Pertumbuhan populasi manusia terus meningkat, seiring pertambahannya limbah yang dihasilkan pun bertambah. Limbah plastik saat ini menjadi salah satu limbah terbesar yang memberi dampak besar terhadap lingkungan.
Melansir dari cnnindonesia.com ditemukannya paus sperma yang meninggal dengan limbah plastik dengan berat hingga 100kg di sebuah pantai Skotlandia, juga kasus yang sama terjadi di Indonesia di Laut Taman Nasional Wakatobi seberat 13 kilogram, menelan plastik dapat memberikan paus rasa kenyang yang salah, paus akan makan lebih sedikit makanan nutrisi yang mereka butuhkan.
Banyak upaya dilakukan oleh berbagai pihak dalam mengurangi populasi plastik. Salah satunya mengurangi penggunaan plastik dalam berbelanja disupermarket juga mengurangi penggunaan sedotan yang terbuat dari plastik ataupun mendaur ulang plastik untuk digunakan kembali menjadi barang yang bermanfaat dan bisa menjaga kelestarian lingkungan.
Penggunaan plastik banyak ditemukan dalam berbagai kemasan produk kebutuhan sehari - hari, salah satunya adalah produk air kemasan. Saat ini plastik menjadi juara dalam kemasan air mineral yang kita gunakan.
Bagaimana sains dan teknologi mengemas air dimasa depan? Hal ini menjadi tantangan bagi semua pihak dan diperlukan sinergi dan kerjasama untuk mencapai lingkungan yang bersih dan sehat.
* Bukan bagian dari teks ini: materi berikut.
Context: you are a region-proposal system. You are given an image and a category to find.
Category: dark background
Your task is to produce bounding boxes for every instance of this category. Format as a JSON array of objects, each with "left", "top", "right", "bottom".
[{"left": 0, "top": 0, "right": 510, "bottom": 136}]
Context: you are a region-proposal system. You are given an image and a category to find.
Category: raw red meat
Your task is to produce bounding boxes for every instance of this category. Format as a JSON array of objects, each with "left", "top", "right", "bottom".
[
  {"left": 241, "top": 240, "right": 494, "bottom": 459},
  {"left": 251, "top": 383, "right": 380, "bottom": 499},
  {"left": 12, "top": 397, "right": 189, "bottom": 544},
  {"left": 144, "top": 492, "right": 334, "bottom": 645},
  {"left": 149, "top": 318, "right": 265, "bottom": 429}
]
Pembelajaran sains kali ini mencoba membuat sebuah air yang mungkin akan menjadi air masa depan, dimana tidak lagi menggunakan plastik untuk dibuat.
Ethan dan michael merupakan siswa kelas 3 (tiga) SD yang sedang mencoba membuat bagaimana mengemas air tanpa plastik.
Saya menyiapkan larutan yang mengandung alginat ( merupakan polisakarida alami yang diolah dari rumput laut cokelat) dan larutan garam basa, mereka pun sangat antusias dalam membuatnya.
Mereka pun bertanya, " bu berapa banyak bola air yang harus dibuat agar bisa memenuhi kebutuhan air manusia dalam sehari"?